La chanson d’Aznavour est très sympa mais, en toute objectivité, je ne suis pas sûr du tout qu’on réussisse dans ce métier sans talent. D’ailleurs comme disait Brel : « Avoir envie de réaliser un rêve, c’est le talent. Et tout le reste, c’est de la sueur. C’est de la transpiration, c’est de la discipline. »


La musique est-elle devenue plus importante que le texte dans les chansons d’aujourd’hui ?

Mais de tout temps, vous avez eu des chansons avec des textes magnifiques, moyens, pas terribles ou carrément nuls. Aujourd’hui, vous avez des artistes qui écrivent des textes exceptionnels. Ce qui est parfois compliqué, dans ce qu’on appelle la Chanson Française, c’est plutôt un manque d’originalité dans la musique parce que les artistes, amoureux des mots, privilégient les paroles à la musique. Certains artistes le comprennent et confient la composition à de « vrais » musiciens. Malheureusement, sous prétexte qu’il y a du  texte, certains pensent que trois misérables accords vont faire l’affaire.

 
« Ils vivent de leur art et c’est ça le principal »


Actuellement, est-il possible de durer dans la chanson ?

C’est une question à double sens ! Parce qu’il faut d’abord se poser la question de savoir si un artiste est capable d’écrire plusieurs chansons et de tenir la route sur la distance. Tout le monde ou presque est capable de courir comme un cinglé sur cinquante mètres. Tous ne pourront pas faire le marathon ! Quand on parle de réussir et de durer dans la chanson, on pense à Souchon qui est au sommet depuis quarante ans mais je connais beaucoup d’artistes qui jouent depuis trente ans et qui ont un public de fidèles. Bien sûr, ils jouent dans  des lieux de soixante, soixante-dix places mais ils vivent de leur art et c’est ça le principal.

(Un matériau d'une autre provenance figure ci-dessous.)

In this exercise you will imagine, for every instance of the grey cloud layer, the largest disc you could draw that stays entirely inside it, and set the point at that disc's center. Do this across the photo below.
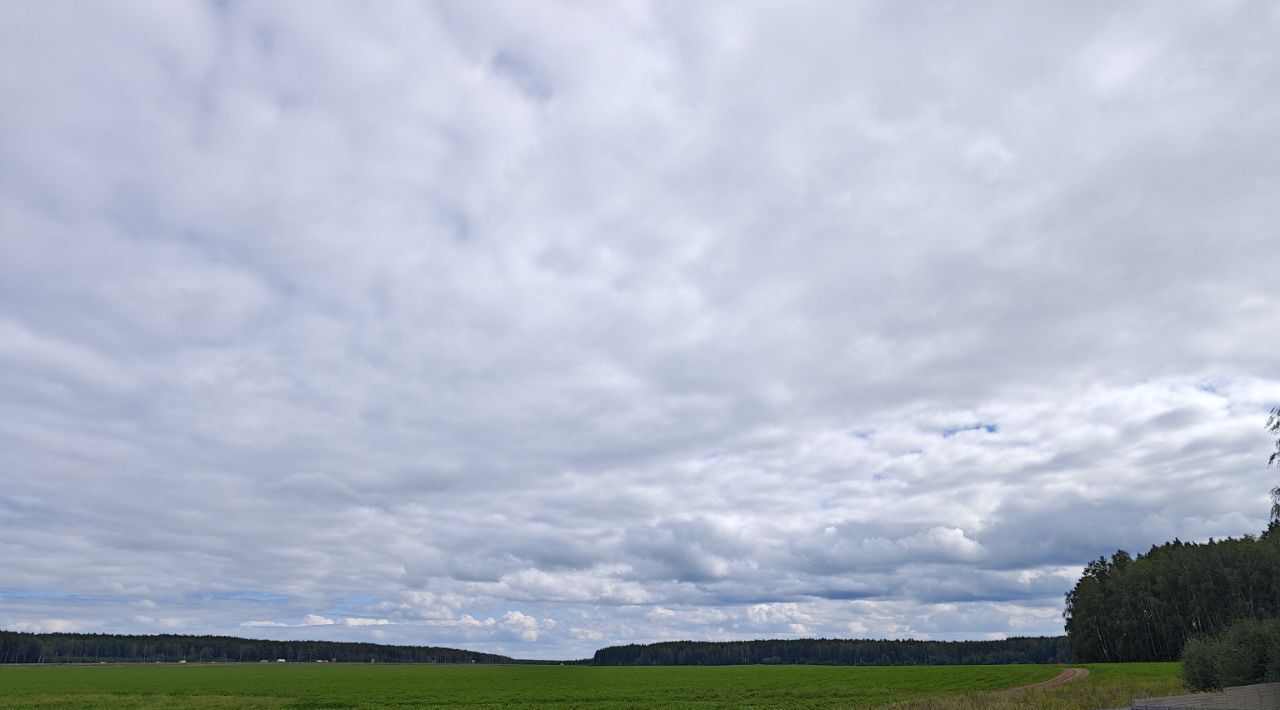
(535, 328)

Que pensez-vous de ces vieilles gloires qui partent dans des tournées nostalgiques ?

Evidemment, j’en parle dans mon roman et de manière pas très tendre. Ceci dit, ce genre de spectacles  permet à des artistes oubliés  de revenir sur scène et, financièrement, de sortir parfois de la misère. Bien sûr, on peut parfois avoir la dent dure pour ces tournées qu’on a tendance à cataloguer de ringarde et parfois un peu pitoyable mais  le public se déplace pour ce genre d’évènement et redonne peut-être un but à l’existence d’anciennes vedettes. Rien que pour ça, ces tournées ont le mérite d’exister.


Quel est votre regard sur le show business ?

Je regarde aujourd’hui  tout ça d’assez loin ! Lorsque je jouais avec la Brinche, entre 1995 et 2008, nous avons eu des producteurs pour nos disques mais tout cela restait très confidentiel. A cette période, nous avions des copains qui se faisaient parfois repérer par des personnes qui avaient les moyens de les promouvoir plus professionnellement. Beaucoup y ont cru, nous les premiers. Le seul copain du Mans qui soit sorti du lot durablement c’est Emmanuel Moire !


Le public a-t-il toujours raison ?

Mais qui est-il ce public dont vous parlez ? Je suis, depuis plus de trente ans, un inconditionnel d’Hubert-Felix Thiéfaine. Les salles dans lesquelles il se produit sont généralement bondées. Mais les salles où joue Frédéric François et les tournées nostalgiques aussi. Alors, forcément, je suis tenté de vous répondre que le public de Thiéfaine a raison… Un artiste qui ne séduit pas ou plus son public meurt. Mais, ce n’est pas lui qui doit être incriminé. Je me souviens, il m’est arrivé, lorsque j’étais sur scène, de trouver que le public était nul, qu’il ne réagissait pas comme je le voulais ou qu’il était particulièrement froid.  J’ai compris avec le temps que ce n’était pas à lui de me plaire c’était à moi de le séduire.  


La chanson française est-elle en perdition ?

La bonne chanson française a toujours existé et elle existera toujours. Seulement, et c’est la grande différence aujourd’hui, elle ne vient plus systématiquement à nous par la télévision ou la radio. Il faut aller la chercher ailleurs. Mais, je sais qu’elle a encore de beaux jours devant elle !

Propos recueillis par Pascal Hébert.


Qui s’en souvient ? de David Ramolet aux éditions Ella. 314 pages. 19 €.